The advanced space telescope currently envisioned by NASA and its collaborators requires advanced mirrors to operate. However, manufacturing these high-resolution thin shell coated mirrors remains challenging. Thin mirrors are more difficult to produce accurate shapes than thick mirrors. In order to achieve the required reflectivity, the thin film coating on the mirror surface often has an internal stress related to it, which increases the deformation.
The research team combined femtosecond laser micromachining with a previously developed digital correction technology called stress based. Source: Heng Zuo/Kavli Institute of Astrophysics and Space Studies, MIT.
A project of the Massachusetts Institute of Technology's Kavli Institute of Astrophysics and Space Research has now developed a laser micromachining technology that can help solve this problem by selectively removing the area of the pressed film and modifying the stress of the entire mirror.

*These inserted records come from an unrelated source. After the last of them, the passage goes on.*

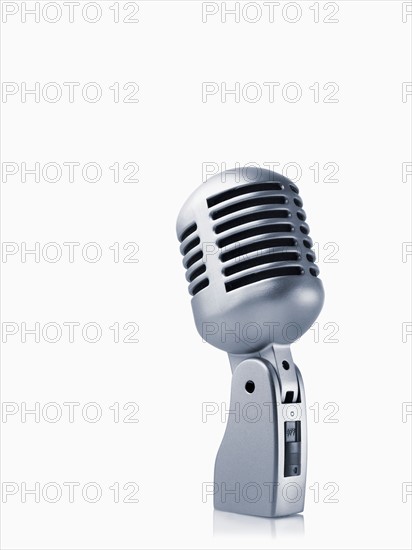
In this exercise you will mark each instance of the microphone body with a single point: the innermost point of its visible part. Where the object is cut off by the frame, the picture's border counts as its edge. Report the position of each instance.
(255, 289)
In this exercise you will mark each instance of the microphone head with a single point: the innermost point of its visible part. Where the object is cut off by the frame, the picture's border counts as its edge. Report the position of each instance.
(250, 267)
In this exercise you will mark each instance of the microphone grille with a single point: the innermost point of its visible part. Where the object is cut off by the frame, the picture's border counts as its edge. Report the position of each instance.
(260, 231)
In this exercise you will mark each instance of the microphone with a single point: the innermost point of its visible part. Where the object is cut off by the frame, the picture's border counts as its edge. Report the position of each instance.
(255, 289)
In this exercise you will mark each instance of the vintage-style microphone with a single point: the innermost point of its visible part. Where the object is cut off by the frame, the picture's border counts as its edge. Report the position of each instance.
(255, 289)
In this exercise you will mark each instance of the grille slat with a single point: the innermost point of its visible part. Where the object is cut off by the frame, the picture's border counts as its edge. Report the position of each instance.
(253, 216)
(196, 272)
(263, 275)
(254, 231)
(198, 286)
(188, 231)
(256, 245)
(192, 252)
(243, 190)
(262, 259)
(248, 203)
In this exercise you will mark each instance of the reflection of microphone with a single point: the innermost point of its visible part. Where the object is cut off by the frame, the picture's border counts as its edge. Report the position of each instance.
(255, 290)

As the article published in Optica said, this technology should be able to provide high-throughput thin shell mirror calibration for space-based telescopes, especially for X-ray missions such as the Lynx X-ray measuring instrument currently planned to be launched by NASA in 2036.
Heng Zuo of the Massachusetts Institute of Technology said: "It is difficult to make ultra-thin mirrors with precise shapes because the manufacturing process often causes severe bending of thin materials. In addition, the mirrors of telescopes usually have coatings to increase reflectivity, and these coatings usually further deform the mirrors. Our current technology can solve these two challenges."
The project builds on previous research at MIT. In April 2022, MIT described a mathematical method by which standard semiconductor manufacturing methods can be used to create stress tensor intermediate structures on coating structures, affecting the stresses experienced on these surfaces after coating application.
"Femtosecond lasers can create extremely accurate holes, channels and marks with very little collateral damage. Compared with traditional methods, the high repetition rate of these lasers allows faster processing speed and output. This can help speed up the manufacturing of a large number of ultra-thin mirrors needed for the next generation of X-ray telescopes."
In the experiment of patterning the thermal oxide layer used for planar silicon mirrors, the femtosecond processing using a 515 nm source was used for two different structural changes: patterning removal of uniformly distributed holes and fine spacing removal of periodic wave troughs.
Zuo said: "The results show that the patterned removal of periodic holes leads to an equiaxed bowl like stress state, while the directional removal of the fine spacing of periodic wave troughs leads to a non equiaxed potato like stress component. Combining these two characteristics with the direction of the appropriate rotating groove, we can create various stress states, which can be used to correct any type of errors in the mirror in principle."